Whilst it represents a significant administrative effort, it’s worth operating a flexible benefits package, essentially awarding a gross cash value to an employee then attributing relevant amounts to the various additional benefits. This is an attractive option especially when the workplace contains an array of generations who may value benefits differently.


Development and Culture – Moving Beyond Benefits


It’s almost cliché but you’ll hear it time and again: employee’s don’t leave companies, they leave managers. Although over simplified, there is truth in the fact that if an employee doesn’t engage well with their direct line manager or company leader they are less likely to be fully engaged with their work.


Development dollars are not a cost, they’re an investment. An investment in taking the performance of the individual and the company to new heights.

For this reason, we always encourage our network members to place significant focus on their leadership strategy and their people managers. Alignment with company values, living those values and taking a genuine interest in the people that work within your organisation, will foster a working culture that is difficult to leave.

Companies that design an integrated people development program typically experience a reduced risk of staff attrition in comparison to those that don’t. The very best companies combine their development program with strong people leadership skills ensuring leaders regularly interact with their people, discussing performance and development so that it becomes part of the fabric of their business.

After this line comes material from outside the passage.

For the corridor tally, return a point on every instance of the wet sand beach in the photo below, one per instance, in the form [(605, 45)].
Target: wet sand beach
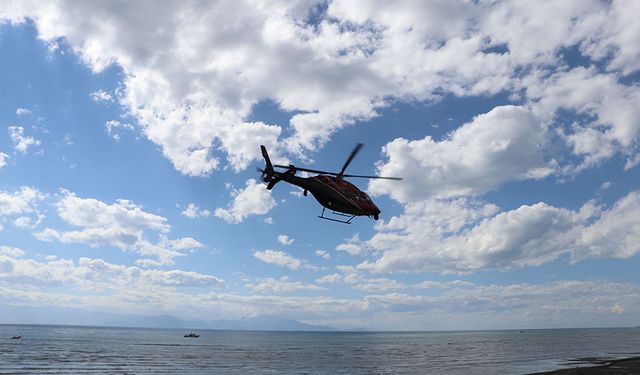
[(625, 366)]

Part of caring about your employees is helping them develop both personally and professionally. Development dollars are not a cost, they’re an investment. An investment in taking the performance of the individual and the company to new heights. An investment in individuals that can engage in internal promotion to be the future leaders of your business. Not only an investment, but a demonstration of the belief that you have in an individual and what they are capable of within your organisation.